The brief was filed with the Ninth U.S. Circuit Court of Appeals in San Francisco. CCRKBA is joined by Jews for the Preservation of Firearms Ownership and the Second Amendment Law Center.
Junior Sports Magazines is joined in its federal lawsuit by the Second Amendment Foundation, California Youth Shooting Sports Association, Inc., Redlands California Youth Clay Shooting Sports, Inc., California Rifle & Pistol Association, Inc., the CRPA Foundation, and Gun Owners of California, Inc., and Raymond Brown, a private citizen. SAF is the sister organization of CCRKBA, and California Rifle & Pistol is a CCRKBA affiliate.
The essence of the brief is captured in a section where a couple of other cases are quoted. Through these case citations, the core of California’s repugnancy is pointed out, and that disgusting attitude is: thou shall think the way we tell you to.

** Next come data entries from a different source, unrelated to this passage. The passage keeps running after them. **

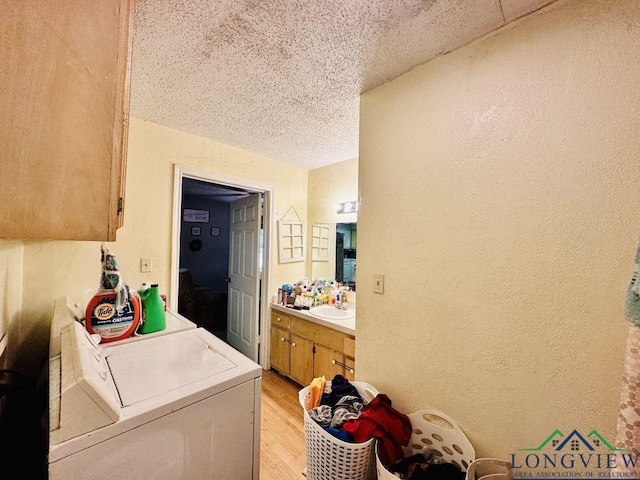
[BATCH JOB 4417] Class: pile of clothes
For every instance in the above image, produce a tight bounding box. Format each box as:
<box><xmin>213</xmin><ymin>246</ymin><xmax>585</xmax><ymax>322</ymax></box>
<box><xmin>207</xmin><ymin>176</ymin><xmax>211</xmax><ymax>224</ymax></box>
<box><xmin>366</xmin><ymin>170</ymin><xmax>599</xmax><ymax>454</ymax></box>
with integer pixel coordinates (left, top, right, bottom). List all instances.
<box><xmin>305</xmin><ymin>375</ymin><xmax>465</xmax><ymax>480</ymax></box>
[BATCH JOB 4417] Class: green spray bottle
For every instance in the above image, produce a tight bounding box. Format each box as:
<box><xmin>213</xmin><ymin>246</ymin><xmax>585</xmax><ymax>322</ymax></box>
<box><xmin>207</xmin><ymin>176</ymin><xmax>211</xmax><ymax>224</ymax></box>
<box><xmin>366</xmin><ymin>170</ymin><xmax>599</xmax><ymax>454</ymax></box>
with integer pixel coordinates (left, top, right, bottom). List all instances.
<box><xmin>138</xmin><ymin>283</ymin><xmax>167</xmax><ymax>334</ymax></box>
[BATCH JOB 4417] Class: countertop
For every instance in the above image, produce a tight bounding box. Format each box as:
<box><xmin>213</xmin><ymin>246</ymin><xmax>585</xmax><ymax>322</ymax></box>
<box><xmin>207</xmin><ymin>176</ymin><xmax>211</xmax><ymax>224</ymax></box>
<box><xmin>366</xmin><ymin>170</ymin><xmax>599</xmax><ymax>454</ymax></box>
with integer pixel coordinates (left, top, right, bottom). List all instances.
<box><xmin>271</xmin><ymin>303</ymin><xmax>356</xmax><ymax>337</ymax></box>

As argued by Appellants, AB 2571 is a content-based and viewpoint-based statute that restricts both commercial and noncommercial speech. The government seeks to restrict speech on a particular viewpoint—the benefits of the purchase of firearms. It is an idea the California legislature appears to find abhorrent, but it cannot impose its will on the people. “First Amendment freedoms are most in danger when the government seeks to control thought or to justify its laws for that impermissible end. The right to think is the beginning of freedom, and speech must be protected from the government because speech is the beginning of thought.” Ashcroft v. Free Speech Coalition, 535 U.S. 234, 253 (2002). See also Hurley v. Irish-American Gay, Lesbian and Bisexual Group of Boston, Inc., 515 U.S. 557, 579 (1995) (“The very idea that a noncommercial speech restriction be used to produce thoughts and statements acceptable to some groups or, indeed, all people, grates on the First Amendment, for it amounts to nothing less than a proposal to limit speech in the service of orthodox expression. The Speech Clause has no more certain antithesis”). The First Amendment protects speech favoring and endorsing particular conduct, even where the conduct at issue is not permitted. See Schowengerdt v. United States, 944 F.2d 483, 489 (9th Cir. 1991) (distinguishing between the speech and conduct); BenShalom v. Marsh, 881 F.2d 454, 462 (7th Cir. 1989) (same) [emphasis added]
The Chairman for the Citizens Committee for the Right to Keep and Bear Arms, Alan Gottlieb, explained the case, “The issue here is simple. Junior Sports Magazines publishes a magazine titled ‘Junior Shooters,’ and because that magazine accepts advertising from firearms and ammunition manufacturers and firearms retailers, and publishes stories related to recreational and competition shooting, it is prohibited by law in California.”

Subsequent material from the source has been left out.